I had a small breakfast - fortunately, for the Lams went on a gastronomic rampage today. We met in town, had some dish which vaguely resembled Bak Kut Teh with Yam Rice but it wasn’t very satisfying. Even my Teh O was a little dull.

A 70-year old list

Mei’s Dad had last been in Melaka as a teenager during the war. He accompanied a relative’s truck up from Singapore. They owned a tea business and the young man had ridden up on the goods truck then spent a short while around Melaka. It may have been a short trip but he took notes and wanted to take his wife back to explore one day. Alas they never did, but he kept his notes and came to Meleka with a small piece of paper bearing the names of various landmarks he’d noted down.

One of those was Jalan Bunga Raya which was just around the corner from where we were and as we wandered off in that direction I asked him what was significant about the road. He said ‘Char Siew’ so not knowing what to expect, we strolled along what seemed to be an old but relatively nondescript street. Despite the fact that many things in this part of town have been there years, the pace of change in Melaka has picked up quite a bit and I didn’t figure we’d have much chance finding this ‘char siew’ place.
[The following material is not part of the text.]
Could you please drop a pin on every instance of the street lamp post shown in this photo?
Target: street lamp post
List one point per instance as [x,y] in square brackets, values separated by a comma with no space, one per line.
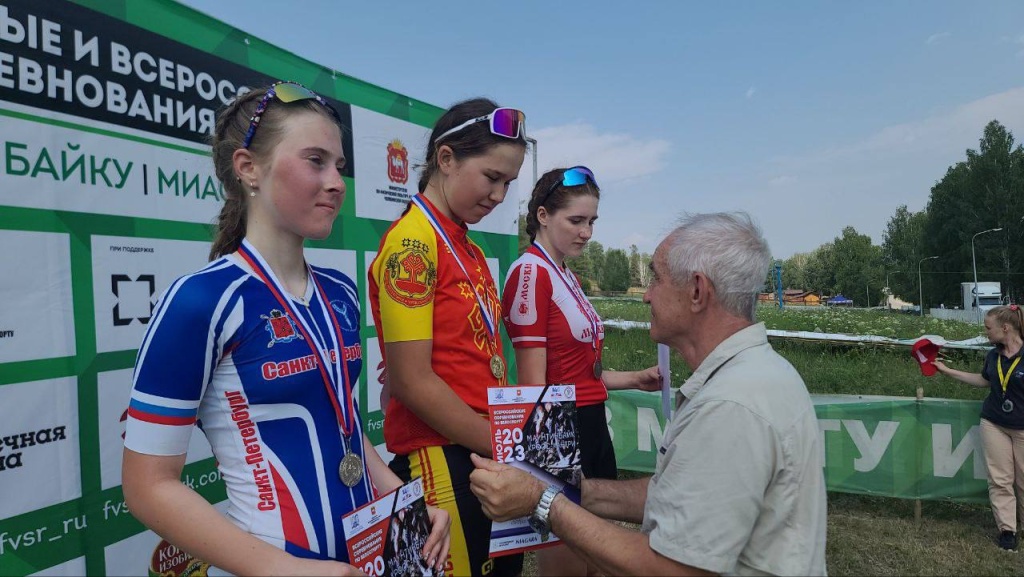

But we did. In an alleyway between two rows of shops was a little food street. A curved metal roof between the two corner shops transformed the lane into a sheltered oasis with 3 pork shops and a fourth stall which had tables and chairs laid out before it. The 3 pork stalls sold a mix of roast and barbecued pork, dried sausages and even dried sliced meat. I noticed some duck meat in one too. The meat all look extremely yummy and but only one stall had a few stools in front of it for patrons to eat. Then we discovered that we could buy what we wanted and sit in the coffeeshop next door to eat it, provided we bought some drinks as well. So Jeff bought us RM10 worth of Siew Yoke (roast pork) and we nipped over to the coffeeshop next door… which we discovered had yet another pork stall!

Looks OK and tasted so-so. It certainly whet our apettite for more though!

Jeff hadn’t bought any Char Siew (barbecued pork), but with my prompting bought some from the stall in the coffeeshop and more roast pork. The Char Siew had some fat which made it very delicious indeed and both batches of Siew Yoke were still warm and tasty too. I’m glad my father in law kept notes and now I have two places to go in Melaka for good, but probably unhealthy, food.

Yes, I think there's a duck mixed in with all that pork.

Now you know where to go, eh?

We’d had our fill and decided to wander around Jonker Street again whereupon we were promptly tempted by another round of Chendol. We succumbed of course.

Shredding (at least that's what I think it's called) coconut. Or is it 'Shaving'?

The trip back was easy and despite a detour to Lima Kedai to pick some stuff up from my brother’s place, and subsequently turning up at immigration just about when we expected the crowds to arrive, the traffic was smooth and quick at both sides of the second link and we were home in Singapore in good time. A very nice weekend trip indeed.

Melaka Dec 2011 Pt 2

We wandered around Heeren and Jonker Streets for awhile and managed to sneak in some Chendol at one of the shops. The more popular one next door had too long a queue so we opted for seats and the risk of an inferior dessert but as it turned out it wasn’t bad at all. And the interior of this typical deep Peranakan shop was cool and interesting. Most have one airwell and inner courtyard and a fresh water well too but this one was so deep there were two airwells.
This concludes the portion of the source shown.